RELATED CASES AND POSTS
 As this review of the Court’s statements on comity shows, the need to acknowledge and show respect for the legal acts of other states has consistently remained one of the principle’s core components. Comity, in this regard, militates in favour of recognition and enforcement. Legitimate judicial acts should be respected and enforced, not sidetracked or ignored. The concepts of order and fairness in which comity is grounded are not affronted by rejecting Chevron’s proposed extension of the real and substantial connection test. This is so for several reasons.
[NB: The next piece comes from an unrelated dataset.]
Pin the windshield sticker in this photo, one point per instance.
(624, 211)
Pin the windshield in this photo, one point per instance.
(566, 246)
 First, in recognition and enforcement proceedings, order and fairness are protected by ensuring that a real and substantial connection existed between the foreign court and the underlying dispute. If such a connection did not exist, or if the defendant was not present in or did not attorn to the foreign jurisdiction, the resulting judgment will not be recognized and enforced in Canada. The judgment debtor is free to make this argument in the recognition and enforcement proceedings, and indeed will have already had the opportunity to contest the jurisdiction of the foreign court in the foreign proceedings. Here, for instance, it is accepted that Chevron attorned to the jurisdiction of the Ecuadorian courts. As Walker writes, “[t]he jurisdictional requirements of order and fairness considered in the context of direct jurisdiction operate to promote the international acceptance of the adjudication of a matter by a Canadian court”: p. 14-1 (emphasis in original). There is no similar requirement of international acceptance in the context of the recognition and enforcement of a foreign judgment.
 Second, no unfairness results to judgment debtors from having to defend against recognition and enforcement proceedings. In essence, through their own behaviour and legal noncompliance, the debtors have made themselves the subject of outstanding obligations. It is for this reason that they may be called upon to answer for their debts in various jurisdictions. Of course, the principles of order and fairness are also protected by providing a foreign judgment debtor with the opportunity to convince the enforcing court that there is another reason why recognition and enforcement should not be granted: see Beals, at paras. 39 et seq.
 Facilitating comity and reciprocity, two of the backbones of private international law, calls for assistance, not barriers. Neither this Court’s jurisprudence nor the principles underlying recognition and enforcement actions requires imposing additional jurisdictional restrictions on the determination of whether a foreign judgment is binding and enforceable in Ontario. The principle of comity does not require that Chevron’s submissions be adopted. On the contrary, an unambiguous statement by this Court that a real and substantial connection is not necessary will have the benefit of providing a “fixed, clear and predictable” rule, which some say is necessary in this area: T. J. Monestier, “A ‘Real and Substantial’ Mess: The Law of Jurisdiction in Canada” (2007), 33 Queen’s L.J. 179, at p. 192. Such a rule will clearly be consistent with the dictates of order and fairness; it will also allow parties “to predict with reasonable confidence whether a court will assume jurisdiction in a case with an international or interprovincial aspect”, as LeBel J. in Van Breda insisted they should be able to do: para. 73. Moreover, a clear rule will help to avert needless and wasteful jurisdictional inquiries that merely thwart the proceedings from their eventual resumption. As some have noted, our courts “should exercise care in interpreting rules and developing legal principles so as not to encourage unnecessary motions”, since “[i]n many cases, the defendant’s challenge to service ex juris is just another dilatory tactic that provincial rules of civil procedure have sought to avoid”: G. D. Watson and F. Au, “Constitutional Limits on Service Ex Juris: Unanswered Questions from Morguard” (2000), 23 Adv. Q. 167, at p. 205. To accept Chevron’s submissions would be to ignore this wise counsel.